Over the following decades, she built out much of the institutional infrastructure for anthropology in the region: the Centro de Investigaciones Etnológicas (CIET, Center for Ethnological Research) and the Grupo de Investigaciones Antropológicas y Lingüísticas (GRIAL, Group for Anthropological and Linguistic Research); the graduate programs in the Master's in Ethnology, specializing in Ethnohistory (1997), and the Doctorate in Anthropology (2007); and two academic journals, Boletín Antropológico (1982) and In-SUR-Gentes (2019). Through the two graduate programs, she trained more than sixty students, and was credited with having built her own intellectual "school" within Venezuelan anthropology. She was likewise behind the redefinition of the "Julio César Salas" Anthropological Museum, undertaken with the participation of the indigenous communities of Lagunillas, now known as the MucuJama Indigenous Historical Anthropological Museum.

From 1993 she taught in the Master's program in Anthropology at the Faculty of Experimental Sciences of the University of Zulia, a program she had helped design.

She served as an advisor to the Indigenous Commission of the National Assembly of the Bolivarian Republic of Venezuela, to the National Assembly's Subcommittee on Culture, and to the Territorial Demarcation Program for Indigenous Groups of Mérida State.

She died in Paris on 17 October 2023. Following her death, her ashes were brought to and interred in Mérida, the Venezuelan city where she spent most of her career, in a tribute organized by neighbors, colleagues, and former students.

== Legacy ==
She is considered one of the leading figures behind the "Southern Anthropologies" movement, an approach that calls for decolonizing the production of Latin American anthropological knowledge and which has since been the subject of academic analysis.

In interviews, Clarac de Briceño was critical of the "cultural area" framework long used in Venezuelan anthropology, arguing that it treated indigenous cultures as static and failed to account for their movement and exchange across the continent over time. She argued for an approach to anthropology that was plural rather than singular, consistent with her broader advocacy for the "Southern Anthropologies" movement.

== Works ==
Over the course of her career she published more than 30 books—12 of them as principal author, compiler, or editor, plus four works of children's literature with an ethnological and ethnohistorical perspective—and more than 80 articles in Venezuelan and foreign scientific journals.

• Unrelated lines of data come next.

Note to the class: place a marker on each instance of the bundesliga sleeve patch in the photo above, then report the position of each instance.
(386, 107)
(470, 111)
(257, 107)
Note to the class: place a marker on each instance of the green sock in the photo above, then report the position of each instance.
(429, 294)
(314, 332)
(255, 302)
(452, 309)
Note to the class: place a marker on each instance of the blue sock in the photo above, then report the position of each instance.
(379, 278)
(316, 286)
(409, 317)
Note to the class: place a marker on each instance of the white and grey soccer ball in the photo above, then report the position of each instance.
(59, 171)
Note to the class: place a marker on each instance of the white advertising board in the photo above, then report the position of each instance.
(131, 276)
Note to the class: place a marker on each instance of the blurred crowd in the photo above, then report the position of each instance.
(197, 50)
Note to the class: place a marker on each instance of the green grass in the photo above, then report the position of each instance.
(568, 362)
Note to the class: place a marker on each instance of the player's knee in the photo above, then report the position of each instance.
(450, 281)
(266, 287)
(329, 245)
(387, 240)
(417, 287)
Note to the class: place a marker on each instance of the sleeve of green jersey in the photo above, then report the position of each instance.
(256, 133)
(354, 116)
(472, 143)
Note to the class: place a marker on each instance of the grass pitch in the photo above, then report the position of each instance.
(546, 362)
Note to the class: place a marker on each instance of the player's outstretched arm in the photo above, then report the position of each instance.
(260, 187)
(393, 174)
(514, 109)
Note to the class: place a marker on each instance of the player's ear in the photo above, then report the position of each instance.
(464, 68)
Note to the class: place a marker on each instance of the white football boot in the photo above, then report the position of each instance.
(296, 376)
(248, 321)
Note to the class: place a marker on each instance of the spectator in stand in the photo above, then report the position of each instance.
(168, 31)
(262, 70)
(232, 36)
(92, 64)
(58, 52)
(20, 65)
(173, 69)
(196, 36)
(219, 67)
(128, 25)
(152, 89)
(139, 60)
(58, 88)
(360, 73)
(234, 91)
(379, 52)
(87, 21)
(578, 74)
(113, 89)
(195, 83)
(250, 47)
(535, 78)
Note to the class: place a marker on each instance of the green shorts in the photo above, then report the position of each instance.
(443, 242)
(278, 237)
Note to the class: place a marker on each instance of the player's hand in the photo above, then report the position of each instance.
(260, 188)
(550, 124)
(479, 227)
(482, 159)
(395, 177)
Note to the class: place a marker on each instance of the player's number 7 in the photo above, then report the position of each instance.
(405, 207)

Her most notable works include:

- La cultura campesina en los Andes venezolanos (1976; reissued 2014).
- Dioses en exilio: representaciones y prácticas simbólicas en la Cordillera de Mérida (1981; reissued 2003 and 2019).
- La persistencia de los dioses. Etnología cronológica de los Andes venezolanos (1985; reissued 2017).
- La enfermedad como lenguaje en Venezuela (1992; reissued 1996 and 2009).
- Historia, cultura y alienación en época de cambio y turbulencia social en Venezuela 2002-2003 (2004).
- El "lenguaje al revés": aproximación antropológica y etnopsiquiátrica al tema (2005).
- El águila y la Culebra (2nd ed., 2008).
- The collective work Dioses, musas y mujeres, in which she participated, received the UNESCO International Prize for the Best Book in Spanish.

In addition to her anthropological work, she published four works of children's literature promoting cultural diversity, including Había una vez una gran mancha blanca.

== Awards and honors ==
- 1988 – Golden Book Prize, awarded by the University of Los Andes, for the children's ethnological books Había una vez una gran mancha blanca and El águila y la culebra.
- 1995 – UNESCO International Prize for the Best Book in Spanish, shared with several other authors, for the book Diosas, musas y mujeres.
- National Humanities Prize.
- Honorary doctorate from the Universidad Nacional Experimental Francisco de Miranda.